G terminó por comprender que el «ser para ser», que el «soy para que sean», es al final una mentira. Al final de cuentas, ¿con quién vamos si nos duele una muela? ¿Con el carnicero o con el dentista? ¿Por qué hay cosas con las que no nos podemos engañar y, aún así, queremos mentirnos al respecto? En psicoanálisis, precisamente, encontramos las herramientas, no para conocer los frutos de la mentira y del engaño, sino para comprender el deseo y/o la necesidad detrás de ello. Si es cierto que al ser humano le cuesta aceptar la verdad, ¿en qué momento es mejor aceptar la mentira y el engaño cuando terminan heredando dolor y miseria? Recuerdo a mi papá: «Mejor el dolor de la desilusión, que el error de esforzarse por nada».
Un esfuerzo mejor
Así como nos esforzamos, al punto de ejercitarnos en ello (que cada vez nos cueste menos mentir y engañar), ¿por qué no retomar la virtud? La virtud se ejercita día con día. Mirarnos al espejo no es tan sencillo. ¿Qué vemos? ¿Lo que hay o lo que es? Este es un breve ejercicio que he hecho no sólo con mis pacientes, sino conmigo mismo y con otros amigos y familiares. Al ver lo que hay, podemos decir las cualidades físicas observables: estamos flacos, gordos, altos, chaparros, blancos, negros, narizones, orejones, etc. Claro, cuando somos sinceros y no somos aquellos que se ponen lentes de autosatisfacción. Pero cuando nos atrevemos a ver lo que es, no podemos ser sino sinceros: estamos tristes, estamos contentos, molestos, felices, esperanzados, desilusionados, dolidos, etc. ¿En verdad somos tan incrédulos como para sentirnos de la mierda, luego auto-mentirnos y decir «¡estoy de puta madre, venga, vamos a armar fiesta!»? Hay gente que lo hace constantemente, y constantemente se azota contra la realidad.

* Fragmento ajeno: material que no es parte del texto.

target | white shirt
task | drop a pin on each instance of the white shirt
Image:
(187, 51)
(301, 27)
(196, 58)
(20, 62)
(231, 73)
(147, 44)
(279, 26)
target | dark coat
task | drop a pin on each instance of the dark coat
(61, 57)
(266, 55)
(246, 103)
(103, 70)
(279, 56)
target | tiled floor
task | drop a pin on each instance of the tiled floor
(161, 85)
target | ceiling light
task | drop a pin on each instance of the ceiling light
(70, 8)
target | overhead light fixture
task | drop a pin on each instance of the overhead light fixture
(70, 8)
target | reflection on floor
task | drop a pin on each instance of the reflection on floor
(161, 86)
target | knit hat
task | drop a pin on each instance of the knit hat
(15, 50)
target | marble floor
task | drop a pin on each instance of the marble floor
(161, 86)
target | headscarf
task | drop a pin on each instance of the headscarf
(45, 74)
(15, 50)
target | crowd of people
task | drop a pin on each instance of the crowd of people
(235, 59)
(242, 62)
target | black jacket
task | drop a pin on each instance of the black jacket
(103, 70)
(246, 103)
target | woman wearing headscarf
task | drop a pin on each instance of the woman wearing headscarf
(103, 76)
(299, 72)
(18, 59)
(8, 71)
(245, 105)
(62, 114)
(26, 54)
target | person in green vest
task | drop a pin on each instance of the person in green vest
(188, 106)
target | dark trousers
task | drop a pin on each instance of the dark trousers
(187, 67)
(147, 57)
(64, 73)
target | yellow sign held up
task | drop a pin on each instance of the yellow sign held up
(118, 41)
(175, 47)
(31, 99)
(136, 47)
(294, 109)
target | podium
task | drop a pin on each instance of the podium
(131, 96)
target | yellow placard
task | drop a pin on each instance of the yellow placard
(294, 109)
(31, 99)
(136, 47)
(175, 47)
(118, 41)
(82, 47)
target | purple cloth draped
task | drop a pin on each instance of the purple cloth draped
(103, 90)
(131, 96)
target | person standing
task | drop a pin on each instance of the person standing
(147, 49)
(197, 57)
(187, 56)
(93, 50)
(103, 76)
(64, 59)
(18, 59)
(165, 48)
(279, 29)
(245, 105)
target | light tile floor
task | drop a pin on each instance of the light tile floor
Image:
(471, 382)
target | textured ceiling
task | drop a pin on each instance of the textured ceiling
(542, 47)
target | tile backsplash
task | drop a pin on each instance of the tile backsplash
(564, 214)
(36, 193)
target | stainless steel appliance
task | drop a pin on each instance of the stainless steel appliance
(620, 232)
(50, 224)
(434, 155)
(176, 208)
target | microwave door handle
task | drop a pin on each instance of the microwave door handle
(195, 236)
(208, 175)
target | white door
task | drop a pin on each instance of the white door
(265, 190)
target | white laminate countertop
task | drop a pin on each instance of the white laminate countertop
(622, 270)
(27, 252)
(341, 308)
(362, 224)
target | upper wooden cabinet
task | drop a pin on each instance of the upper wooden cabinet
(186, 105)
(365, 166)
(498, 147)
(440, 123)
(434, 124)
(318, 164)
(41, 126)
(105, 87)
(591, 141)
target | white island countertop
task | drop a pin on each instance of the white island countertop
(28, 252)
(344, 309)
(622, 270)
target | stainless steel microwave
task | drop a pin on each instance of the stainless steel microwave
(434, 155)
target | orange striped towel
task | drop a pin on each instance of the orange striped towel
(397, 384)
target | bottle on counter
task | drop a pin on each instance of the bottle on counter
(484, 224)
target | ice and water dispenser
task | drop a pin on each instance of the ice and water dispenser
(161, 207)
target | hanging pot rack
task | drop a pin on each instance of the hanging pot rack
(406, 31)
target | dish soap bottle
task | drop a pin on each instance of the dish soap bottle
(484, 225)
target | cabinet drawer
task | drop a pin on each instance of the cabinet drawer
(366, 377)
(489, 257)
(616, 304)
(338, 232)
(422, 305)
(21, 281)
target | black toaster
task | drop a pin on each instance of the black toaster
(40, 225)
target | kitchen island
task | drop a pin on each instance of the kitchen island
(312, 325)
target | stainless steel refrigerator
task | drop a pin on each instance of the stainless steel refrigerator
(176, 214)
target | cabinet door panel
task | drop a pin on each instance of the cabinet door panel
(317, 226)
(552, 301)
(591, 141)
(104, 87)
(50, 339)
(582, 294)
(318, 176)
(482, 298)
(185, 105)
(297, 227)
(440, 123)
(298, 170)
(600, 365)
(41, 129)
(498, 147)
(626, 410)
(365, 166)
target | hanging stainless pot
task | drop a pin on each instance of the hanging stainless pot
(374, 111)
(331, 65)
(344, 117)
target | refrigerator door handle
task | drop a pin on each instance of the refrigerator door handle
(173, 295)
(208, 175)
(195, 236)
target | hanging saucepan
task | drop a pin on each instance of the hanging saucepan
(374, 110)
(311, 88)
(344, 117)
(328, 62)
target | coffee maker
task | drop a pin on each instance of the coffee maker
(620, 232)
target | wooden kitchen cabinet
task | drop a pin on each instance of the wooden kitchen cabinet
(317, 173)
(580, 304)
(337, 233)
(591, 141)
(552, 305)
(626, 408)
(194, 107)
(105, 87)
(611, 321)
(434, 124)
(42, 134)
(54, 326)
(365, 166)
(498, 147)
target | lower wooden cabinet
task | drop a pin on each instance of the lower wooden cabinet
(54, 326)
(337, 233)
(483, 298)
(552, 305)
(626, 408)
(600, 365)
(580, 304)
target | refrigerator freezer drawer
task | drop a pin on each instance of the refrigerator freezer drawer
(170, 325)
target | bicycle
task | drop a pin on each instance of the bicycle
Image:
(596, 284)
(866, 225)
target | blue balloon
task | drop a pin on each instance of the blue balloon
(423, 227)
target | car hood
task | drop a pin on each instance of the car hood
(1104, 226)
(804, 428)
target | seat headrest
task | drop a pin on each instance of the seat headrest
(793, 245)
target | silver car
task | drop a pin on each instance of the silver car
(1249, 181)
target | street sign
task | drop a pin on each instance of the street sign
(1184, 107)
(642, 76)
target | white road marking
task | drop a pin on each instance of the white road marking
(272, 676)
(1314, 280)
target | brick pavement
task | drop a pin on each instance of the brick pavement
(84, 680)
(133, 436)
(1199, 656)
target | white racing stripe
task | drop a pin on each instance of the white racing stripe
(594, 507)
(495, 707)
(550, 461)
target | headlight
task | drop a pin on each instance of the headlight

Cuando fue la época de la pandemia mundial de COVID-19 (2020-2021), insistía mucho con mis allegados en que dejaran de estar diciendo cosas que no eran. ¿Cómo podíamos estar ante el miedo y el terror de esa mugre pandémica? ¿Cómo podíamos reaccionar? Esa enferma idea de optimismo tóxico de quererle ver lo bueno a lo malo a fuerza, es una de las más claras formas de entender a Martin Heidegger cuando decía que constantemente estamos huyendo de la vida, negándola. Siempre que me escribían mis amigos para preguntarme cómo estaba (cosa que agradecía por la amabilidad y el gesto amoroso de preocuparse por alguien más en esos momentos tan difíciles), se sorprendían mucho cuando les contestaba «de la mierda, estoy harto, fastidiado… pero ahora que hablo contigo empiezo a sentirme un poco mejor a pesar de todo esto». ¿Cuántas veces contestamos por contestar? Hagamos un experimento… escríbanle al terminar de leer esto a quien quieran, y verán que cuando le pregunten cómo está, les contestará automáticamente «bien, ¿y tú?». Pero si siguen avanzando en la charla, verán que es más que probable que les cuenten que no todo está bien. Y si sí, ¡qué bueno! Tampoco nos esforcemos en que los demás tienen que estar igual que nosotros… eso ya es perverso.
*Por cierto: de nada sirve ser sinceros sobre cómo estamos, si no hacemos nada al respecto para sentirnos mejor.